Autre défi: la majorité des hommes que je croise ont tendance à imaginer qu’une femme exilée est toujours « femme seule » et donc sans défense ni autonomie. Ils ne se donnent même pas la peine de savoir si je suis prête à m’engager dans une relation! Pire encore, ils me disent souvent: « Si tu n’as pas encore tes papiers, c’est que tu n’es ni intelligente ni prévoyante. Il suffit de faire un enfant avec un homme qui le reconnaîtra administrativement, et tu vivras des papiers du bébé….Ou, marie-toi ! « . Quelle honte? Que les hommes cessent de prendre les femmes pour des machines incubatrices ou pour des gens sans espoir de vie. On quitte son pays ,obligée, parce qu’on est menacée et non pour juste obtenir des papiers . On fuit sa patrie à la recherche d’une protection internationale comme le font des hommes dont la sécurité est mise en question. Si certaines femmes suivent ce maudit conseil, c’est leur problème mais que les hommes cessent d’en faire une règle générale.

En tant que mère, l’exil loin de mes enfants me fait penser que j’aurais peut-être dû me soumettre à la volonté de ceux qui m’ont persécutée, et qu’aujourd’hui je serais encore avec mes filles!

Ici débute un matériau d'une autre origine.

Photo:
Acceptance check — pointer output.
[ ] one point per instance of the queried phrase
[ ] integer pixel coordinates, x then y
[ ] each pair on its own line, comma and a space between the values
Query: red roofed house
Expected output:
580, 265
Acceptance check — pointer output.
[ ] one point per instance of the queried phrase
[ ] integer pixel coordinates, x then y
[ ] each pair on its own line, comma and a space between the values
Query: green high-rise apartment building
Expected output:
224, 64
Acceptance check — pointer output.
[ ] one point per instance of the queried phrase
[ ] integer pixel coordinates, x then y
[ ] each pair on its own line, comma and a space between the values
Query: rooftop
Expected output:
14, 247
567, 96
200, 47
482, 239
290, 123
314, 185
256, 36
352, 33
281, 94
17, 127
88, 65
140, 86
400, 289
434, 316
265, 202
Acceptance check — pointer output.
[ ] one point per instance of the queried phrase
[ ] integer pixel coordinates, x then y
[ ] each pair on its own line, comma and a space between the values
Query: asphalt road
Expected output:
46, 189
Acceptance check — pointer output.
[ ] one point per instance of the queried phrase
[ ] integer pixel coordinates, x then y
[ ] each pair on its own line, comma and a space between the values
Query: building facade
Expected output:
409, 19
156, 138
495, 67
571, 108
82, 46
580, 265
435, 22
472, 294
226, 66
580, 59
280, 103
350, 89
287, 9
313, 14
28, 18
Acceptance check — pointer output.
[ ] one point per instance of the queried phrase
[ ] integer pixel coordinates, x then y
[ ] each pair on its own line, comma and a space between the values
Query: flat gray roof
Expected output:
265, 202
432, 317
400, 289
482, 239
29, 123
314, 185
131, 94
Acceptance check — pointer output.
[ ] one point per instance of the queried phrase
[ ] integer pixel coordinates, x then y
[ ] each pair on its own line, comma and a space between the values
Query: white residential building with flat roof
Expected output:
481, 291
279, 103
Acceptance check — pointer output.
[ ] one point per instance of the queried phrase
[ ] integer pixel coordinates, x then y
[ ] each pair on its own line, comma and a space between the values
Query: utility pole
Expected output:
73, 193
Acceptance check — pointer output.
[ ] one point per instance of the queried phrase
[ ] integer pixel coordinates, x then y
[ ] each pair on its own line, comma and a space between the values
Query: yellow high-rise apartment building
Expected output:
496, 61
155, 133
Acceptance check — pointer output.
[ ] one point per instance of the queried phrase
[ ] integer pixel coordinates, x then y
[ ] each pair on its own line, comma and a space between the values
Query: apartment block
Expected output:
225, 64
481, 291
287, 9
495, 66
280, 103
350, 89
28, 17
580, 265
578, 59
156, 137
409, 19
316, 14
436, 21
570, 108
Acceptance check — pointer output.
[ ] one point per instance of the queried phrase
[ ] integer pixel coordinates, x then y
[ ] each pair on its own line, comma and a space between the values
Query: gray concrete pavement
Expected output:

Mais à l’occasion de cette journée de la femme, je dis « il n’en est pas question ». Si toutes les femmes se soumettent, à quoi ressemblera le monde de demain? Certains veulent profiter des femmes. Mais les erreurs commises peuvent avoir des conséquences irrémédiables dans l’avenir.

« Si tu satisfais à mes besoins, tu seras libre et tu rejoindras ta famille, tes enfants… Après tout tu n’as pas le choix; si tu acceptes mes avances, tu sors de ta cellule de détention ; si tu refuses, je le fais par force et tu y restes ». C’est ce que m’a dit un jour un jour l’un de mes persécuteurs.

Cela arrive-t-il aux hommes détenus? Je ne crois pas ! Cher lecteur/lectrice, que choisirais-tu ?
Après tout cela, j’arrive dans un pays d’exil où avec ces longs moments d’attente de papiers qui influent aussi sur le temps de rapprochement familial, certains hommes, sans aucune idée de ce que j’ai traversé, me parlent de faire un « enfant-titre de séjour ».

Gustav Klimt

Gustav Klimt

En cette journée de la femme, dont le thème 2015 « Autonomisation des femmes – Autonomisation de l’humanité : Imaginez ! », que le monde pense à des milliers de femmes exilées vivant des expériences parfois pires que celles qu’elles ont vécues dans leurs pays. Nous sommes des femmes, que le monde a longtemps considérées comme des êtres faibles et donc prêtes à se soumettre à toute ébauche d’avantages, aussi humiliante qu’elle puisse être.

Pourtant, ce n’est ni un fait ni une vérité. Nombreuses sommes nous qui avons la capacité de nous adapter aux situations nouvelles ; la persévérance, la détermination et l’amour maternel font que malgré la situation difficile que nous traversons, nous tenons le coup pour nos enfants qu’un jour nous finirons par revoir.